Laboratory of Signal Transduction

Research

Our laboratory is focused on understanding the molecular mechanisms governing signal transduction from the plasma membrane receptors to the cytoplasm. High-affinity immunoglobulin E receptor (FcεRI), cKIT, and G protein-coupled receptors (GPCRs) are plasma membrane receptors involved in the degranulation and/or chemotaxis of mast cells, potent immune modulators of the tissue microenvironment. Within minutes of antigen-mediated activation, mast cells release various preformed biologically active compounds, followed by a wave of mediator synthesis and secretion. Increasing evidence suggests an intricate network of inhibitory and activating receptors, specific signalling pathways, and adaptor proteins whose overall signalling balance governs the mast cell responsiveness to particular stimuli.

Our recent studies focused on understanding the role of plasma membrane signalosomes and selected cytoplasmic proteins during mast cell activation through the FcεRI, cKIT, and GPCRs. To reach our goal, we used various techniques of molecular biology, immunology, immunochemistry, and immunohistochemistry. Our principal approach lies in the production of cells or animals with increased or reduced expression of selected genes and comparison of their properties with wild-type cells or wild-type animals.

We found and described new functions of the members of ORM family proteins, tetraspanins, transmembrane adaptor proteins PAG and NTAL, and cytoskeletal protein 4.1R in mast cell signalling. Our studies aim to deepen the knowledge of the cellular and molecular mechanisms involved in allergic and inflammatory diseases. Our long-term goal is to contribute to the development of new, more potent, anti-allergic and anti-inflammatory drugs.

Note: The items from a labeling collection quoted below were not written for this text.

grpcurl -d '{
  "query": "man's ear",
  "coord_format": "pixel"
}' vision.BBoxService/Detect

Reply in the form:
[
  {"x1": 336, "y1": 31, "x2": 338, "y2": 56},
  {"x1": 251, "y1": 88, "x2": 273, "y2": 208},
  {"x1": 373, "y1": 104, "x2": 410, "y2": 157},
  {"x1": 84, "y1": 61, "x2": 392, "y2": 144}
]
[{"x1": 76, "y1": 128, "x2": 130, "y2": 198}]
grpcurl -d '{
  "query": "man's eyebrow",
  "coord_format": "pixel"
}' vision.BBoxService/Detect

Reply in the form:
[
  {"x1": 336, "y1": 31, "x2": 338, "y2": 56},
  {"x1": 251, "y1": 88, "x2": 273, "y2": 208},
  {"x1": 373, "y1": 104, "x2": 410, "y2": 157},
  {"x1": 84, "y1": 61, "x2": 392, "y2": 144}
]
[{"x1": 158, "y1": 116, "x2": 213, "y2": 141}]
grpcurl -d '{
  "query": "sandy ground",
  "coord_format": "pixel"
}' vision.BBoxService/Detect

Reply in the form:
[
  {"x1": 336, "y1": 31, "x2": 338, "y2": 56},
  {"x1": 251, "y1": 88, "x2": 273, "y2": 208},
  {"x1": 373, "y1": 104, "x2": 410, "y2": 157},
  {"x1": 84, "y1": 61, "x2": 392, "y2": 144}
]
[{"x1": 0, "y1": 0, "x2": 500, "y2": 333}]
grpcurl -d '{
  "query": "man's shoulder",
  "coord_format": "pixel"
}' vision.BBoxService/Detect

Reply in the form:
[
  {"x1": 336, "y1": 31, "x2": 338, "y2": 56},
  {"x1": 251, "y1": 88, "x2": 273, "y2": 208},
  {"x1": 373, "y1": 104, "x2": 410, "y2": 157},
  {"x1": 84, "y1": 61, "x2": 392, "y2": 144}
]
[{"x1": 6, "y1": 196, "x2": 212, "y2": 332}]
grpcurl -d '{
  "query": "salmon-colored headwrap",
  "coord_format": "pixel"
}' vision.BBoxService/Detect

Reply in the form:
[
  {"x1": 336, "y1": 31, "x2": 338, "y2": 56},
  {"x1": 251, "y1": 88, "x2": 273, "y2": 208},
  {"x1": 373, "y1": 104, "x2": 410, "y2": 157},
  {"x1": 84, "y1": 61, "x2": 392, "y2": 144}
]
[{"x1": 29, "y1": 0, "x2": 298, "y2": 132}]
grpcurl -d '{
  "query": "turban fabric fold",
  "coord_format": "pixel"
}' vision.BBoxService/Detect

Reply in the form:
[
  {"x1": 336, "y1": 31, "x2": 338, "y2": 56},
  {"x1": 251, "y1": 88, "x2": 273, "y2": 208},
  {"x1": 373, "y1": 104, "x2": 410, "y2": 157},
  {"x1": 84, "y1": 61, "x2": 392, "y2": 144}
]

Confocal microscopy images of IgE-sensitized bone marrow-derived mast cells
Confocal microscopy images of IgE-sensitized bone marrow-derived mast cells before activation (A) and 5 min after activation with antigen (B). In activated cells, an increased amount of tyrosine phosphorylated proteins is observed. Red – the high affinity IgE receptor with bound IgE detected with anti-IgE conjugated to Alexa Fluor 568. Green – tyrosine phosphorylated proteins detected with phosphotyrosine-specific antibody, followed by anti-IgG-Alexa Fluor 488 conjugate. Blue – nuclei stained with Hoechst 33258 stain.